Last modified: 2013-07-24 19:05:28 UTC
Column pp_propname does not have an index. That will block creation of maintenance pages based upon set page props. Such pages are important for the overall quality of the made pages, especially the quality of Wikipedia and Wikidata. One example is text analysis that sets page props due to the outcome of the analysis of the whole page. Such text analysis could for example be the readability of pages. If the readability is limited to a category it is possible to get the articles for that category and then analyse the page props. It is although not possible to query for bad readability across the whole wiki. An other example is marking pages with page props that use a specific parser function and then list those pages. The parser function could also mark the pages individually with different page props. The same problem will then arise as in the previous example. The existing table is rather large so the load problem on English Wikipedia should be considered when creating the index.

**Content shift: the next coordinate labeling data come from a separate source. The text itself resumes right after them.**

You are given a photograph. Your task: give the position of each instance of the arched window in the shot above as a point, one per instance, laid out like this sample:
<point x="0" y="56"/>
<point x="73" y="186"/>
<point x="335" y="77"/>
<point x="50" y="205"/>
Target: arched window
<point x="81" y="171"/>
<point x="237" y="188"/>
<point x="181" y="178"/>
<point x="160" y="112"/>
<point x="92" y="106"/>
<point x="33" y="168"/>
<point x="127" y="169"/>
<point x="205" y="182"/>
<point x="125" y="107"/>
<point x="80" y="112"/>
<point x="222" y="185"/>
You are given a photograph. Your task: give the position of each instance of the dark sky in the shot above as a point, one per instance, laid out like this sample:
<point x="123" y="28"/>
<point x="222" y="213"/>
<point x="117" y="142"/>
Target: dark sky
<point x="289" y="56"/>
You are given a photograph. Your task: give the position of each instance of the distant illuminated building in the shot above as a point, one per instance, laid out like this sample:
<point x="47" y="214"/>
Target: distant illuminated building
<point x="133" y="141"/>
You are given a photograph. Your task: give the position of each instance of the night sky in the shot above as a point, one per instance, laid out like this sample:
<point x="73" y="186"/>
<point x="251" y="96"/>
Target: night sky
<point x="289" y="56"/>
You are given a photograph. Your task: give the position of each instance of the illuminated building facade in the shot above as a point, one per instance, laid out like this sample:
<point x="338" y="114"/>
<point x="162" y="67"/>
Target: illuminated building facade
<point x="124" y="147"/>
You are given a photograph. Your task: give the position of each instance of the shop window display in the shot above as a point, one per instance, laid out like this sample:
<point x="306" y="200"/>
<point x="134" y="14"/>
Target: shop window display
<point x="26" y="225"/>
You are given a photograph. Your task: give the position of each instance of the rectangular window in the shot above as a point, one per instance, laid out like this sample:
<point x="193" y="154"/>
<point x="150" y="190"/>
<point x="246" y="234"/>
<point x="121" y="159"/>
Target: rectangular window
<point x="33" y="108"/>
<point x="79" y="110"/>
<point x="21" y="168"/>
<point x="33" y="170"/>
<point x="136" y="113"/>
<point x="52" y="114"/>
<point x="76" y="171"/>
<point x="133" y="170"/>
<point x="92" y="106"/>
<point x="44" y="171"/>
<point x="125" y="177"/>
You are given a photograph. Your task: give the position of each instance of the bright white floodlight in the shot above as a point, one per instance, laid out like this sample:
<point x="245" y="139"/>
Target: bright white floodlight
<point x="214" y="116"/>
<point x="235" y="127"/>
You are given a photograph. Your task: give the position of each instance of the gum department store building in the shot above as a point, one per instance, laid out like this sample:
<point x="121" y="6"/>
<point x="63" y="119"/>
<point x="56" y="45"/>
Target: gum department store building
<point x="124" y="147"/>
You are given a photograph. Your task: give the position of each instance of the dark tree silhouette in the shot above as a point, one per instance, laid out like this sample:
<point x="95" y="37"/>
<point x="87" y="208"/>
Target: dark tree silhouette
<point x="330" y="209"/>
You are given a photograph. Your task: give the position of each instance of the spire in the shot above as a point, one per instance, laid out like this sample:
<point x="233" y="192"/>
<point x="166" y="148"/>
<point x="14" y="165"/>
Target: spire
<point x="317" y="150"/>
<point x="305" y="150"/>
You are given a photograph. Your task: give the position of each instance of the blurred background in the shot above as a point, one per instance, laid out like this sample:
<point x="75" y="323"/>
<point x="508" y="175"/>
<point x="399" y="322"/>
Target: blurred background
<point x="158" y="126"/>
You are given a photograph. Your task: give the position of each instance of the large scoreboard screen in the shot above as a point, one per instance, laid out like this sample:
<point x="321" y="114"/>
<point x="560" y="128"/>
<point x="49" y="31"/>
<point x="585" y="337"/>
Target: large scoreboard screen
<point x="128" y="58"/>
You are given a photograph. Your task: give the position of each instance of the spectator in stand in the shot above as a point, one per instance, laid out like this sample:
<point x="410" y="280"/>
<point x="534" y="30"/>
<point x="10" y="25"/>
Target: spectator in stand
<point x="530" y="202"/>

From <https://gerrit.wikimedia.org/r/gitweb?p=mediawiki/core.git;a=blob;f=maintenance/tables.sql;hb=HEAD>: --- -- Name/value pairs indexed by page_id CREATE TABLE /*_*/page_props ( pp_page int NOT NULL, pp_propname varbinary(60) NOT NULL, pp_value blob NOT NULL ) /*$wgDBTableOptions*/; CREATE UNIQUE INDEX /*i*/pp_page_propname ON /*_*/page_props (pp_page,pp_propname); --- What index are you proposing, exactly?
Presumably: CREATE UNIQUE INDEX /*i*/pp_propname ON /*_*/page_props (pp_propname);
Sorry, drop the 'UNIQUE'.
Yes, exactly! :)
> CREATE INDEX /*i*/pp_propname ON /*_*/page_props(pp_propname); This bug can probably be marked "easy" then, once a database person (like Asher) signs off, then? I believe "schema-change" already applies, so I'm adding that keyword now.
The change is easy, but the load right after the change could create problems. That should be given consideration, but I don't think the load will be very high after the index is created.
(In reply to comment #6) > The change is easy, but the load right after the change could create > problems. > That should be given consideration, but I don't think the load will be very > high after the index is created. Last I checked large installations apply schema updates manually and they rotate slaves out in batches only upgrading part of the cluster at a time while the rest of the cluster keeps taking care of the load.
Sounds like fixed with Gerrit change #44260